Pair of white herons really quite rare - DOC
A pair of native birds that are classified as nationally critical by the Department of Conservation have been spotted near Invercargill.
Two white herons, or kotuku, have been seen together in the Roger Sutton Lagoon near Bluff Rd.
Birds New Zealand regional recorder for Southland, Phil Rhodes, said that in 30 years of bird watching he had never seen a pair of white herons in Southland.
It was not uncommon to spot a solo white heron in Southland in winter months, he said, but to see two was rare and to see a pair during breeding season was unheard of.
The birds only have one nesting area, the Waitangiroto Nature Reserve in South Westland.
Breeding season is from September to January.
Rhodes said both birds seem to have breeding plumes on them, but it was possible they might be too young to breed, or a non-breeding pair.
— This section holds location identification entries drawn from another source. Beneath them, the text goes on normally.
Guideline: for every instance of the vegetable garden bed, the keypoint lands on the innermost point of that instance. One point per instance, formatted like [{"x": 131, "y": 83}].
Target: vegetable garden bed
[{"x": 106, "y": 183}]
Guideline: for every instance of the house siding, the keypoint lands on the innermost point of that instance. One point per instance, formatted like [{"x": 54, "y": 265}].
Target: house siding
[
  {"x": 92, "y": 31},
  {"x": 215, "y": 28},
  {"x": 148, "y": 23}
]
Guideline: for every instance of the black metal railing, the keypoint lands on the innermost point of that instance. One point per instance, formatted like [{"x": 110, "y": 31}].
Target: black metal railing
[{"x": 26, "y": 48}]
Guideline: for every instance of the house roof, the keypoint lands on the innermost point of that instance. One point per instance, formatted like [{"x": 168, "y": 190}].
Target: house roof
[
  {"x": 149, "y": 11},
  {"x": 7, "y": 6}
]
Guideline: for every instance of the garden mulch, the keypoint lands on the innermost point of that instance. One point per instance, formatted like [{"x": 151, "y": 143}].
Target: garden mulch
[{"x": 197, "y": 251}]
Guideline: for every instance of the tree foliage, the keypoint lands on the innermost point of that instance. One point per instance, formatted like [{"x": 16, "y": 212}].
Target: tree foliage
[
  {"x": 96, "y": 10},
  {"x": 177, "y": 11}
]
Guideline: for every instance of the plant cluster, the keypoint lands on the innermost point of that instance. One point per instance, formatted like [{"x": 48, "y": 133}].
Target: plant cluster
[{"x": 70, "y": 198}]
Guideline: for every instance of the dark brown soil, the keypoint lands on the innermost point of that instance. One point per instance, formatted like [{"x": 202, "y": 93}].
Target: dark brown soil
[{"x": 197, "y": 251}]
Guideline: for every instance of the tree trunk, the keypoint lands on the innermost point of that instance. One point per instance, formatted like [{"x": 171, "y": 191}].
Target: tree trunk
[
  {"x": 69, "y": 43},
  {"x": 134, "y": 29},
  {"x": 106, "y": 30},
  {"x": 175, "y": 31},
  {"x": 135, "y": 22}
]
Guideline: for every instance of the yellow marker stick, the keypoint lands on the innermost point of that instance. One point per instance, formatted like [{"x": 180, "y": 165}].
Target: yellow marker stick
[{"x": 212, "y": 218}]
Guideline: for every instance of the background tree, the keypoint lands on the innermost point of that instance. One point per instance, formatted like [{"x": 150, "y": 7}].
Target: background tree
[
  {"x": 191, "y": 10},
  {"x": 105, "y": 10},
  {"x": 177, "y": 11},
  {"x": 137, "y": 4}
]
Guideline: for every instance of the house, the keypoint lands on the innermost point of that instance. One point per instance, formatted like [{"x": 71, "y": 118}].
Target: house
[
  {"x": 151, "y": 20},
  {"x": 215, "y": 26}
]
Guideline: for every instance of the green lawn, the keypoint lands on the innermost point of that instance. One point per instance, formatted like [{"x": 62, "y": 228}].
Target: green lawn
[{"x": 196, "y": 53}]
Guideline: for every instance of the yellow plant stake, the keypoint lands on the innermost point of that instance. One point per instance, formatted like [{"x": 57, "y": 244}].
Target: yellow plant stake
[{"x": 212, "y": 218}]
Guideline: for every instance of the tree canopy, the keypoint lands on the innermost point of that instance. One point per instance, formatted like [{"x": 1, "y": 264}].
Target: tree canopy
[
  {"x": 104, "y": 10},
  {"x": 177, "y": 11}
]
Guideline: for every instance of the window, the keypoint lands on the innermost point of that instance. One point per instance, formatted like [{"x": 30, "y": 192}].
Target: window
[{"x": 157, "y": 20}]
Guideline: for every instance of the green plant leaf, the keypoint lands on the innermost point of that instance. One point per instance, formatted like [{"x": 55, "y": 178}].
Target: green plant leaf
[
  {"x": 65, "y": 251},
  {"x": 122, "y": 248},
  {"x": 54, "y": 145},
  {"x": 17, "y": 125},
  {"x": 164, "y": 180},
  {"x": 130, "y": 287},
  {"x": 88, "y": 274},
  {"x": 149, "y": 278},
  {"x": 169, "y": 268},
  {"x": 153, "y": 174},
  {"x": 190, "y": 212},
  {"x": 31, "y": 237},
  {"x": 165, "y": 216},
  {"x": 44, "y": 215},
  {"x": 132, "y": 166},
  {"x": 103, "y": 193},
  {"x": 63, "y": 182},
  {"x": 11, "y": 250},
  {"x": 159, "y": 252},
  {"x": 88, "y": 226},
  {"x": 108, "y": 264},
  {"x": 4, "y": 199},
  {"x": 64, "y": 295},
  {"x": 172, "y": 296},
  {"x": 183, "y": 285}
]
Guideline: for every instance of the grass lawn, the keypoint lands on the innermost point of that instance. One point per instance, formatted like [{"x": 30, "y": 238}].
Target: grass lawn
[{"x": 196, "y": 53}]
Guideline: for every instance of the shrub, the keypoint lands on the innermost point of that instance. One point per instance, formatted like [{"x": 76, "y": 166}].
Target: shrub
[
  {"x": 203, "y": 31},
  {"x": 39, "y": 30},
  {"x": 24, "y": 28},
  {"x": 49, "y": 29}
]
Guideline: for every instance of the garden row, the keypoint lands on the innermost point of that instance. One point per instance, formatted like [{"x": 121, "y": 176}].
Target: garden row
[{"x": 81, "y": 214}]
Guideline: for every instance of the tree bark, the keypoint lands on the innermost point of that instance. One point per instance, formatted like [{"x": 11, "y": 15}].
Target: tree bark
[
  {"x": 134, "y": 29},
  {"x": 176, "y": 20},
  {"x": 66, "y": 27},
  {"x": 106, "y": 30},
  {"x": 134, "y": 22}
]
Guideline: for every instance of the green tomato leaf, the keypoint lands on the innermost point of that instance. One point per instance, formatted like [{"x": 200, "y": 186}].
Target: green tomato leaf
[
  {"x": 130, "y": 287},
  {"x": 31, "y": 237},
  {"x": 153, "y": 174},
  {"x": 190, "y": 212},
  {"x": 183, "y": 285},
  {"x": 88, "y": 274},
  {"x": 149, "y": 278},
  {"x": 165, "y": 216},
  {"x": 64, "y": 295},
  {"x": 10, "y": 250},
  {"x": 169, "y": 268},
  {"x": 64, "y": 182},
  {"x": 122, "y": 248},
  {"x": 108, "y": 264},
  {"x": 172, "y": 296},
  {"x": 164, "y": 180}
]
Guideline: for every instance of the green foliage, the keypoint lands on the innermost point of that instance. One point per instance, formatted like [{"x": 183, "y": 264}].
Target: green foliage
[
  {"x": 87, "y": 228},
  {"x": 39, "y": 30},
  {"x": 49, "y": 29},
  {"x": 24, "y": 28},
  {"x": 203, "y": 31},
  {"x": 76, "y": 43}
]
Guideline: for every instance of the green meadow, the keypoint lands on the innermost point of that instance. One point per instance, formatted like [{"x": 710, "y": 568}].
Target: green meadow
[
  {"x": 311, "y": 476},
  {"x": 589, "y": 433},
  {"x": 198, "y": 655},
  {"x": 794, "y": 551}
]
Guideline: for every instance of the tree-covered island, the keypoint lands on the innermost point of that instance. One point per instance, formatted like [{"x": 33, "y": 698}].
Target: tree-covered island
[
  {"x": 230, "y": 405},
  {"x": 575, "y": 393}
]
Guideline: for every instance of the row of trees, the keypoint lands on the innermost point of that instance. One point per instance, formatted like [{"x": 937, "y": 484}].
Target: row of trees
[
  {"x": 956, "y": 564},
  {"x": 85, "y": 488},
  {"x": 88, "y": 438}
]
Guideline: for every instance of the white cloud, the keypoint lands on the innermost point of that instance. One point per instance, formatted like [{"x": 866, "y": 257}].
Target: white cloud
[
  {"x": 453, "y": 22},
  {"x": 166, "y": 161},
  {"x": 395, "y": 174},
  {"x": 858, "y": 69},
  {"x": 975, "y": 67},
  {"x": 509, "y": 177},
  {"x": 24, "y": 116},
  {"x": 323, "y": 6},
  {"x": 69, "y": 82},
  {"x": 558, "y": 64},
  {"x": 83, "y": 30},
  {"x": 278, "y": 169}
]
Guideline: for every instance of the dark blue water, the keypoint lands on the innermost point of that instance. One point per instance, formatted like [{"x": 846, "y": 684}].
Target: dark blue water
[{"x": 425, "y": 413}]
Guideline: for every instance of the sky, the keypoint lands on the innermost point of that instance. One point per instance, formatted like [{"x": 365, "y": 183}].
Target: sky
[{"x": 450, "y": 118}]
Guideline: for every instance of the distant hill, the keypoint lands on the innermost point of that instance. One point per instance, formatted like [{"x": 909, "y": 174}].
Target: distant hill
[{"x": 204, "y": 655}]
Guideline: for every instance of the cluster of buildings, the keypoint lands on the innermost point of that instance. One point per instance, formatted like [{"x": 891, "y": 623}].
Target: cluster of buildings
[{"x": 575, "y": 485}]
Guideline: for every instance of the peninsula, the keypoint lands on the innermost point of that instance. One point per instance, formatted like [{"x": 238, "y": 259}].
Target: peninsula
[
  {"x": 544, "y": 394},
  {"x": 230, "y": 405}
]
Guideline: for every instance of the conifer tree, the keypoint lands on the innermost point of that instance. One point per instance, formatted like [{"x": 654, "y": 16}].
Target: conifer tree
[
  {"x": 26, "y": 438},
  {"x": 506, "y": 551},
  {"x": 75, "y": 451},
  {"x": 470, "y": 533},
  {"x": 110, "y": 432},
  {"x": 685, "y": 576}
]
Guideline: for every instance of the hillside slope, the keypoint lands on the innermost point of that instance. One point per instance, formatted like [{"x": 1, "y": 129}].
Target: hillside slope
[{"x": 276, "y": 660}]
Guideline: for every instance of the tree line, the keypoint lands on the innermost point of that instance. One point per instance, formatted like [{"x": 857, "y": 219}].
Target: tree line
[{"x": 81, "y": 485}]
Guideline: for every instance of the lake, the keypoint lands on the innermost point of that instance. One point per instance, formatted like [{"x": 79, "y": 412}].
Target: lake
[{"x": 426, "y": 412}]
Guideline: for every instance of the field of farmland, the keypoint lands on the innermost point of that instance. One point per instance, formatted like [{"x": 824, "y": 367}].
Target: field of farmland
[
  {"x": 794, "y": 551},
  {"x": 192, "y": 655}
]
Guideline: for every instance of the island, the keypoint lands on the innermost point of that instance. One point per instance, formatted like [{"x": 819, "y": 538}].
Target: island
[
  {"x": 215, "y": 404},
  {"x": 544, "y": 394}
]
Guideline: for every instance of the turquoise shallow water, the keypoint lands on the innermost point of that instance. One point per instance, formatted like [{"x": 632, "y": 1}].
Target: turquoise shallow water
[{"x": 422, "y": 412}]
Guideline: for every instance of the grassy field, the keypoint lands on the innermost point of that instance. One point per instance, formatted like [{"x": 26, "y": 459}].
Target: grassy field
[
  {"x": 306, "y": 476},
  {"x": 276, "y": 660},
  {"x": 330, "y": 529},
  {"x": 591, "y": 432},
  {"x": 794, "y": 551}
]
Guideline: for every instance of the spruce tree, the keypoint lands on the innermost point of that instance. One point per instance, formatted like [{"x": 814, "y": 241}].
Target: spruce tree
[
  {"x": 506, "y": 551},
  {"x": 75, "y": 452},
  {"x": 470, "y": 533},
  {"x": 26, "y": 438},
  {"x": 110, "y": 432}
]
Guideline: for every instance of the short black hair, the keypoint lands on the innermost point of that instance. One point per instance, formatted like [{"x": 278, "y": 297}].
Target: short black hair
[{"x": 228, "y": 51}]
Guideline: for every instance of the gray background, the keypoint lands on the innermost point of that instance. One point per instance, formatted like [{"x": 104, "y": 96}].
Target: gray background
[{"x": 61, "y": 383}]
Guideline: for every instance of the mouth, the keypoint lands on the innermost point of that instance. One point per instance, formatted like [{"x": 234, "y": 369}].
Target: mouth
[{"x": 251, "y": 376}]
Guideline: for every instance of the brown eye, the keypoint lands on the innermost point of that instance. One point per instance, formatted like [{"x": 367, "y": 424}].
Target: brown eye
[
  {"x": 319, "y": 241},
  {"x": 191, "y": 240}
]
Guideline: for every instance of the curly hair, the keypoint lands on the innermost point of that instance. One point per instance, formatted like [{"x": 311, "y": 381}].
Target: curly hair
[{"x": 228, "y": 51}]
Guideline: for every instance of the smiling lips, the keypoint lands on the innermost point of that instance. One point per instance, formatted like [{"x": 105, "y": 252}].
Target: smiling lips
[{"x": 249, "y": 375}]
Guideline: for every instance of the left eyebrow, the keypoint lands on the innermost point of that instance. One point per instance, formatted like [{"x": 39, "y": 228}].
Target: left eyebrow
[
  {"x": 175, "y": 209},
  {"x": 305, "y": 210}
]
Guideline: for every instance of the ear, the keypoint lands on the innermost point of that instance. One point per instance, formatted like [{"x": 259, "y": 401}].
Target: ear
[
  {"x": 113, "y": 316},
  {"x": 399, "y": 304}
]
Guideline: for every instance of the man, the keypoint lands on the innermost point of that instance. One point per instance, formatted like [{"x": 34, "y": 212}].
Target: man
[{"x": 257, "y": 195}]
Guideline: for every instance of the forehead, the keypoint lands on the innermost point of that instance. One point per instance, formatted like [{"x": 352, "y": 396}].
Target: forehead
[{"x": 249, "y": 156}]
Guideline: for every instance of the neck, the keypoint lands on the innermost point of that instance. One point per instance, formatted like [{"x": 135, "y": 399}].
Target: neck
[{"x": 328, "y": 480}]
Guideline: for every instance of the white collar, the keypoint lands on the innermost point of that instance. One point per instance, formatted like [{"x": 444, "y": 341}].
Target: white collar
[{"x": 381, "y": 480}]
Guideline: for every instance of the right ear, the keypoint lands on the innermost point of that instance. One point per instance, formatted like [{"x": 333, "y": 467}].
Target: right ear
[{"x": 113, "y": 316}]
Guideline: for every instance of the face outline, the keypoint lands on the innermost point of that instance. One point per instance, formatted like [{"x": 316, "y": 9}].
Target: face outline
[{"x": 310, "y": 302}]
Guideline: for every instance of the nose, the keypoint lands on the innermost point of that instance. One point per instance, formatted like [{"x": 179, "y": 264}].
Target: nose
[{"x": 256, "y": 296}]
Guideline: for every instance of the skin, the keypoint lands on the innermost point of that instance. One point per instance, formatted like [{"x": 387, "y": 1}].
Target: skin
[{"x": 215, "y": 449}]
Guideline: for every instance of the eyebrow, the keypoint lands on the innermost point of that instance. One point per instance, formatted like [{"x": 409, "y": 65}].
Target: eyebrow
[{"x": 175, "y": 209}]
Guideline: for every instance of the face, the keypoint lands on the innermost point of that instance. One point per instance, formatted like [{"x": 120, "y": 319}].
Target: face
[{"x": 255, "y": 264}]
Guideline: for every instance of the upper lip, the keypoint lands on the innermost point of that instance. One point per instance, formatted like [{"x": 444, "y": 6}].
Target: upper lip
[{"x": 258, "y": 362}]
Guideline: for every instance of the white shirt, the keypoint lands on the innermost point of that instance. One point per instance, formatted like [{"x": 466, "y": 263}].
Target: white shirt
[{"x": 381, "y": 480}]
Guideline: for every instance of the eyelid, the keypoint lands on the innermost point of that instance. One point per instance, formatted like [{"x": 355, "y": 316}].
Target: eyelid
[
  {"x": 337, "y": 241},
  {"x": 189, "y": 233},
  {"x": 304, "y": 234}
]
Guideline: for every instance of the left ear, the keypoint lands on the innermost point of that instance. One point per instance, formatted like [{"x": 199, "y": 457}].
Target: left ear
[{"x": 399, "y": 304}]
The displays the two birds have been putting on might be mating rituals, he said.
A DOC spokeswoman said they were aware there was one white heron in the lagoon, but had not realised there were now two.
DOC staff were excited to hear there was a pair, and hoped they would start breeding, the spokeswoman said.
AT A GLANCE
The white heron is listed as nationally critical, the highest classification before extinction.
There are only 100 to 120 left in the wild.
They were once hunted, almost to extinction, by Maori and European settlers for their beautiful plumage.
In 1941, there were just four nests remaining, so their breeding ground was declared a reserve and wildlife refuge and patrolled at breeding time.
The white heron is common in Australia, the South Pacific and Asia.